Le Premier ministre Marek Belka a exprimé sa tristesse et sa "douleur" face aux nouvelles de Rome et à son "impuissance" à "aider" et "protéger" l'enfant chéri du pays.
Les habitants de Cracovie, ville dont Karol Wojtyla a été l'archevêque avant d'être pape, se sont massés en foule devant une fenêtre du palais des évêques, où Jean Paul II apparaissait lors de ses pèlerinages. Sa ville natale de Wadowice, dans l'extrême sud, retenait son souffle, dans une tension "incroyable", selon un porte-parole de la mairie.
L'ancien président polonais et Prix Nobel de la Paix, Lech Walesa, a appelé la population "à prier pour que le Bon Dieu garde le Saint-Père sur cette terre, à l'époque de la mondialisation et du chaos".
Les juifs polonais réciteront vendredi soir une prière spéciale au cours du sabbat à la synagogue de Varsovie. "Depuis deux mille ans, personne n'a fait autant que Jean Paul II pour la réconciliation entre les juifs et les catholiques", a souligné le Grand rabbin de Pologne Michael Schudrich.
La prière du vendredi a aussi donné le coup d'envoi de cérémonies spéciales pour le pape dans toutes les mosquées du pays, qui compte quelque 7.000 musulmans, a annoncé le mufti de l'Union religieuse musulmane de Pologne, Tomasz Miskiewicz.
"Toutes nos prières vont vers le pape", a déclaré en France le président du Conseil français du culte musulman (CFCM), Dalil Boubakeur, rendant hommage à "la dimension exceptionnelle de ce serviteur de Dieu" qui a "reçu une grande sympathie de la part des musulmans".
Mehmet Ali Agca, le Turc qui avait tenté d'assassiner Jean Paul II en 1981, priait lui aussi depuis sa prison d'Istanbul.En Italie, les partis politiques ont annulé les manifestations prévues pour la fin de la campagne électorale pour les régionales des 3 et 4 avril, en signe de respect.
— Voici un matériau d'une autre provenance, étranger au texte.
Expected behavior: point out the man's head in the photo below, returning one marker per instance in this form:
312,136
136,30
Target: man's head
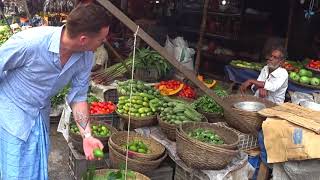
275,57
88,26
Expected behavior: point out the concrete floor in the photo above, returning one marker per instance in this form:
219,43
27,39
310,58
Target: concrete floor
58,159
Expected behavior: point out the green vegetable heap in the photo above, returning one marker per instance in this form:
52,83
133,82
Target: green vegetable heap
98,130
206,136
138,146
5,34
207,104
178,112
144,102
150,59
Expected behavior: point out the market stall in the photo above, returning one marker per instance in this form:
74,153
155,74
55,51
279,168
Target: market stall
159,120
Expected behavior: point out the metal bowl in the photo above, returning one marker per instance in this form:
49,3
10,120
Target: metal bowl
251,106
310,105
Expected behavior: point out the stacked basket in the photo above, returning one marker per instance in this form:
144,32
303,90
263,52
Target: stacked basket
244,121
200,155
139,162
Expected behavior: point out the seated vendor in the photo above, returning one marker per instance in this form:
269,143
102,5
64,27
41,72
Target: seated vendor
272,82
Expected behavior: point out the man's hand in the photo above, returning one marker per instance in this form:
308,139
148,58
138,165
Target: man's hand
244,86
262,93
89,144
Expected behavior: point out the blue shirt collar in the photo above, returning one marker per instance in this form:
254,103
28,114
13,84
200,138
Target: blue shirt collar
54,44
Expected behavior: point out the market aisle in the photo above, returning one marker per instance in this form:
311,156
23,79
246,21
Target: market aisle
58,159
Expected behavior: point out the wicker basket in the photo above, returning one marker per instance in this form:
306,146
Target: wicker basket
201,156
76,139
119,139
170,129
212,117
229,136
138,122
244,121
142,166
138,176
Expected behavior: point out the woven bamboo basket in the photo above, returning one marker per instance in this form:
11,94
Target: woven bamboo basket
170,129
230,137
118,140
138,122
200,156
212,117
138,176
142,166
76,139
244,121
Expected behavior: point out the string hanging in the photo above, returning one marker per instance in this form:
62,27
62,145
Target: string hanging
132,77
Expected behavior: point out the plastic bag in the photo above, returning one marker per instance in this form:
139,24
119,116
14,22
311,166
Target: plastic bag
180,50
297,97
64,122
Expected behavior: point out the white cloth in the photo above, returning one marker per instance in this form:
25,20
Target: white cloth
276,84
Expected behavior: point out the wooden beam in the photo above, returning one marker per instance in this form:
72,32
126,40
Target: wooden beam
161,50
202,30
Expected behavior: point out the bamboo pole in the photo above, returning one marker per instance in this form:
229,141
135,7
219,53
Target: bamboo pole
161,50
202,30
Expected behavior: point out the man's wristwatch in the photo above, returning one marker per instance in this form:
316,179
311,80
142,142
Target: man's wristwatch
86,135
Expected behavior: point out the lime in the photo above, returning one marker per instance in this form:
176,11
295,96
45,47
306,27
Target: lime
142,151
98,153
133,148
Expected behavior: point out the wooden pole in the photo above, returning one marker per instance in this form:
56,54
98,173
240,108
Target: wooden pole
156,46
120,59
202,30
289,23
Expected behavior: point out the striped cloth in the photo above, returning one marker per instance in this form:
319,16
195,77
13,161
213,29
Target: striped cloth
20,160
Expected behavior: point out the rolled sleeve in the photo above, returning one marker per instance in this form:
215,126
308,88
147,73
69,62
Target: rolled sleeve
80,84
273,84
13,55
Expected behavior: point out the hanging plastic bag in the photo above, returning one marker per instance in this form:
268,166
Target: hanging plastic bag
180,50
64,122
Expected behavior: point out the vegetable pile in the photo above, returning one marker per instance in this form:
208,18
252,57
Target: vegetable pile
138,146
187,92
144,102
59,98
314,64
5,34
123,88
151,59
98,153
207,104
140,105
109,175
207,136
168,88
178,112
98,130
102,107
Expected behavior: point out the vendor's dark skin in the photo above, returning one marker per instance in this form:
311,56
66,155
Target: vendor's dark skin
274,61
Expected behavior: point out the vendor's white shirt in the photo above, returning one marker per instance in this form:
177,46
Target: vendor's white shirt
276,84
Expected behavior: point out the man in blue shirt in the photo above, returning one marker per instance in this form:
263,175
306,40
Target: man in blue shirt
34,65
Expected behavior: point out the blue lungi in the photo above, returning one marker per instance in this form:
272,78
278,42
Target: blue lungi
25,160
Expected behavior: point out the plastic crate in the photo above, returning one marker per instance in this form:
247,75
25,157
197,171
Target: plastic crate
111,95
78,164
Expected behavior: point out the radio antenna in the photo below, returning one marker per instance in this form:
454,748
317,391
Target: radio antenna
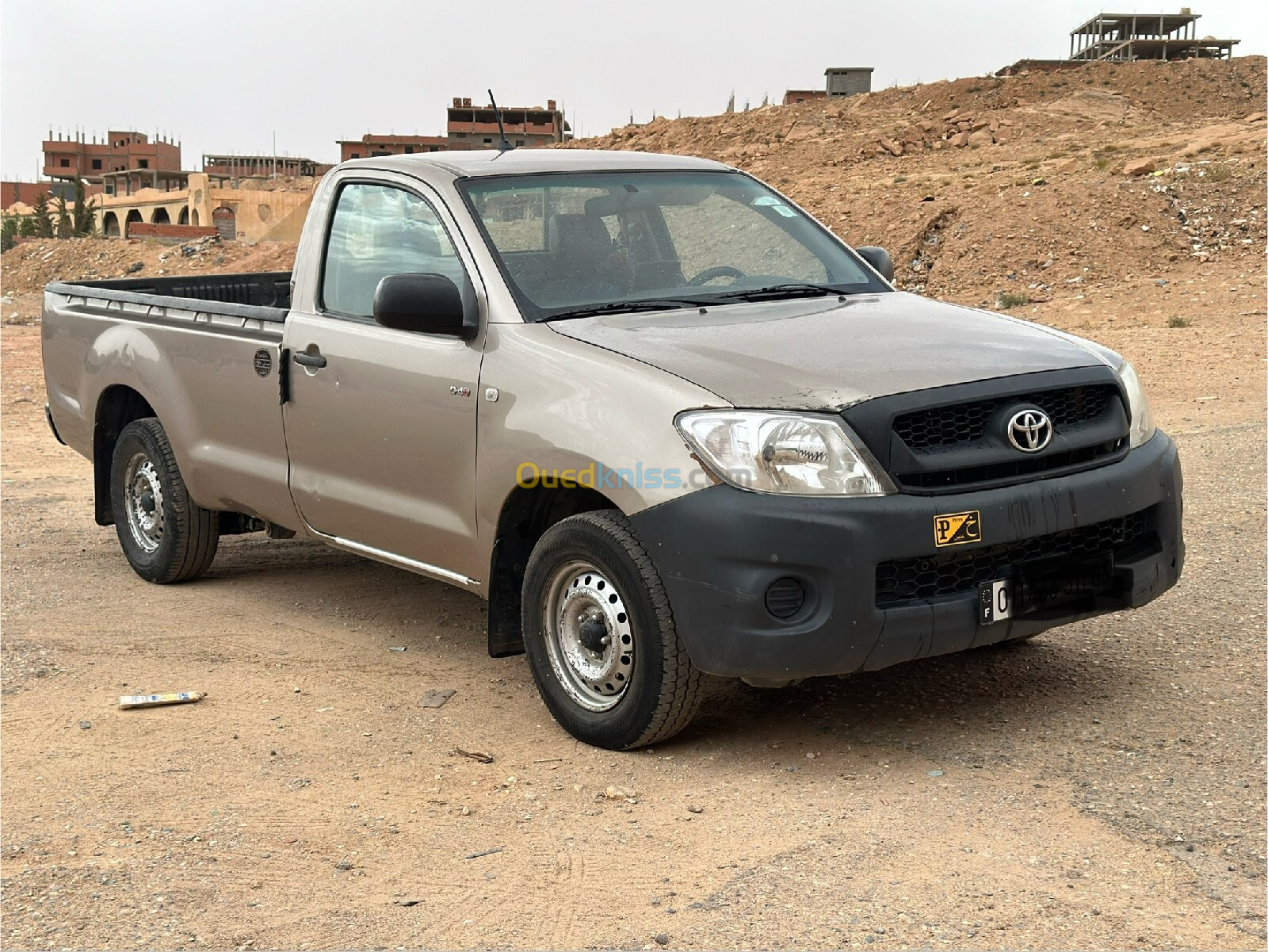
502,145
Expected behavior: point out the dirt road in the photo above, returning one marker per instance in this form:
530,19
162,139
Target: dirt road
1098,787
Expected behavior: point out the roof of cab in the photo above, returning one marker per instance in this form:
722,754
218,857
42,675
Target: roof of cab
528,161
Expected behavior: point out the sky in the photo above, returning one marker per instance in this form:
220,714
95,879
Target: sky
228,76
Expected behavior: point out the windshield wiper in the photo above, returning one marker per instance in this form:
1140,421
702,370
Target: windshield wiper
621,307
773,292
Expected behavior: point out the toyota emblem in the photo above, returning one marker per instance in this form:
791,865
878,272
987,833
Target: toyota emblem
1030,430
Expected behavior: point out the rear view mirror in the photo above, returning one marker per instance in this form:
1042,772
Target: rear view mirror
424,304
878,259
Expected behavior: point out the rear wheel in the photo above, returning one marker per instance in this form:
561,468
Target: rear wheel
164,534
600,635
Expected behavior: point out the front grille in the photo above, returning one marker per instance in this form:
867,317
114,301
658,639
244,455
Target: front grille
957,573
1012,469
967,422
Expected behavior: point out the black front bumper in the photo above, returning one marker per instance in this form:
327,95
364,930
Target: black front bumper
718,552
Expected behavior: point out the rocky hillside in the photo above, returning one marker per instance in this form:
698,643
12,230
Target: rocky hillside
1027,186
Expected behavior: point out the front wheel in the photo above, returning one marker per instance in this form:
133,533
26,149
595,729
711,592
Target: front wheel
600,635
165,535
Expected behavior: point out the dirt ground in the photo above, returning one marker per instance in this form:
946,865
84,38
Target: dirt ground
1098,787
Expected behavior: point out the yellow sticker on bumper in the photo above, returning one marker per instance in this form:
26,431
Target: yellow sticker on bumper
957,529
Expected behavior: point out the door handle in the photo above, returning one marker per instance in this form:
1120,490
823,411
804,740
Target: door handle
306,359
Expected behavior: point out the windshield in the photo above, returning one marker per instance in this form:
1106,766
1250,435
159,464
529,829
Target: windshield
593,243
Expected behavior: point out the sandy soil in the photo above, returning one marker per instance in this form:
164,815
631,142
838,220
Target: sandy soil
1098,787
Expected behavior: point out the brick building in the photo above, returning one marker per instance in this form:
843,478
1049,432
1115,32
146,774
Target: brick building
390,146
526,127
69,159
231,166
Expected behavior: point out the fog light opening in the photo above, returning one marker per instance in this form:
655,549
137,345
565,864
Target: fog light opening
785,598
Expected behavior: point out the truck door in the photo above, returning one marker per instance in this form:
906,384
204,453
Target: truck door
380,422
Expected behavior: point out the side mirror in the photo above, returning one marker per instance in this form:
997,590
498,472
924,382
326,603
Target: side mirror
878,259
424,304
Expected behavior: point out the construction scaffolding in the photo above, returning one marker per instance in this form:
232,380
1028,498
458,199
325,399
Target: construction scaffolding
1117,37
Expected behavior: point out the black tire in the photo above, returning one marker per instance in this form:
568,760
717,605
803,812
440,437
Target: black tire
181,543
663,689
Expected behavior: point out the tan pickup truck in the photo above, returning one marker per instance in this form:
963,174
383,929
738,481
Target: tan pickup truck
651,410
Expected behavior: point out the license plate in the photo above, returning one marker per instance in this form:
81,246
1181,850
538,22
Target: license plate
1031,591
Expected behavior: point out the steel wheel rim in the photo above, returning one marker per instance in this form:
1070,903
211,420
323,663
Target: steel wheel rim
579,600
143,496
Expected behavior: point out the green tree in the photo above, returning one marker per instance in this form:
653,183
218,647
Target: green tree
44,216
63,217
84,224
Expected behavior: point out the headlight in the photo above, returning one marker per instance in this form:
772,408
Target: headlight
783,453
1138,407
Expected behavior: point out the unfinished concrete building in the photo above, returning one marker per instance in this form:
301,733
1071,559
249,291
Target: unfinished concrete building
264,166
1119,37
847,80
526,127
392,145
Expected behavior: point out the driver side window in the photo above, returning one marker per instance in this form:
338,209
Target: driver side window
737,236
378,231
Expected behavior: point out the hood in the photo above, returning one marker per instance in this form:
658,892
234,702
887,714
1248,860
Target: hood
827,354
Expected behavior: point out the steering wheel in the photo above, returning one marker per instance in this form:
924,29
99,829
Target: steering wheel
716,272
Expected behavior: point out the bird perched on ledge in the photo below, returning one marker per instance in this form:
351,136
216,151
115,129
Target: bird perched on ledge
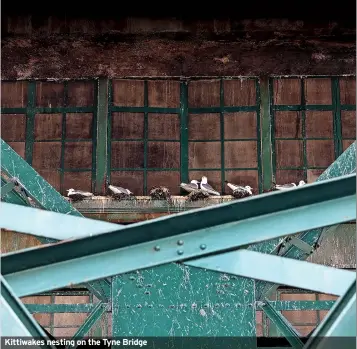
288,186
190,187
240,192
197,195
206,187
78,195
160,193
119,193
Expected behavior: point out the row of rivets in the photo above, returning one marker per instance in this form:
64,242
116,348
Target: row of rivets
217,305
180,243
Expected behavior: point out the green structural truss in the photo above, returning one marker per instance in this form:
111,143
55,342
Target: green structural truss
200,273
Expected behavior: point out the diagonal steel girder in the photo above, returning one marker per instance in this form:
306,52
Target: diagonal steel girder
51,224
345,164
16,321
46,197
290,272
338,329
204,231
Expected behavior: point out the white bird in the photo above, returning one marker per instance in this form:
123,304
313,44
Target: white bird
76,195
206,187
289,186
119,190
240,191
190,187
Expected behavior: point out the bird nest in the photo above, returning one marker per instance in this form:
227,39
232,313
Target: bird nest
240,194
160,193
122,196
197,195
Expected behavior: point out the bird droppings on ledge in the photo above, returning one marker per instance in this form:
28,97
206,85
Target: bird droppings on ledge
143,208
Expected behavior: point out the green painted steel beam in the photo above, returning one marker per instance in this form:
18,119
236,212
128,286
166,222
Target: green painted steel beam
203,231
46,197
36,186
302,305
282,324
5,189
339,326
91,320
16,321
51,224
88,307
101,139
13,197
289,272
60,308
344,165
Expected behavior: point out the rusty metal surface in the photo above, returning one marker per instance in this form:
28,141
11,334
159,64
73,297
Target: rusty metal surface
79,48
62,57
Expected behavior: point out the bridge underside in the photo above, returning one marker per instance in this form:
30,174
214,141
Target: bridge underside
200,273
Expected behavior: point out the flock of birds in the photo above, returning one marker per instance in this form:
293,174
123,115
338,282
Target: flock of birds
197,190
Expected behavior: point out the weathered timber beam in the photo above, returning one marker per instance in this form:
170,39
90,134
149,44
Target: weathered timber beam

Le maire de Rome, Walter Veltroni, a exprimé sa "grande douleur".
Des milliers de fidèles étaient massés en silence sur la place Saint-Pierre, à Rome, priant, certains en pleurs. A Milan, plus de 5.000 fidèles s'étaient réunis dans la cathédrale pour prier pour la santé de Jean Paul II.
A Jérusalem et Bethléem, les Palestiniens chrétiens suivaient les nouvelles avec angoisse. Jean Paul II avait été accueilli en sauveur le 22 mars 2000 par les réfugiés palestiniens du camp de Dheicheh, près de Bethléem, d'où il avait appelé à une aide internationale pour mettre fin à leurs souffrances.
Non seulement les catholiques mais toute la communauté internationale "vivent des heures tristes", a estimé la vice-présidente du gouvernement espagnol Maria Teresa Fernandez de la Vega, exprimant la solidarité de son gouvernement.
Qu'ils émanent de religieux ou d'hommes d'Etat, de croyants ou de non croyants, les hommages se multiplient pour saluer le travail accompli par Jean Paul II pendant son pontificat.
"Exemple moral" pour le monde entier, selon le chef de l'Eglise catholique d'Angleterre et du Pays de Galles, Cormac Murphy-O'Connor. "Grand Européen" et "homme de paix" qui a contribué à faire de l'Europe "une terre réunifiée", selon le ministre français de l'Intérieur Dominique de Villepin.
En Russie, le Polonais Igor Kovalevski, secrétaire exécutif de la Conférence des évêques catholiques de Russie, a insisté sur "le rôle immense joué par le pape dans l'établissement de la démocratie dans les pays de l'Europe de l'Est et en Europe centrale".
Le président ukrainien Viktor Iouchtchenko, lui-même orthodoxe, s'est déclaré fier que "la vie du pape soit liée à l'Ukraine". Le pape a visité l'Ukraine en 2001 et y a célébré plusieurs messes, partiellement en ukrainien.
La Chine, qui n'entretient pas de relations avec le Vatican, a officiellement souhaité que le pape puisse se "rétablir rapidement".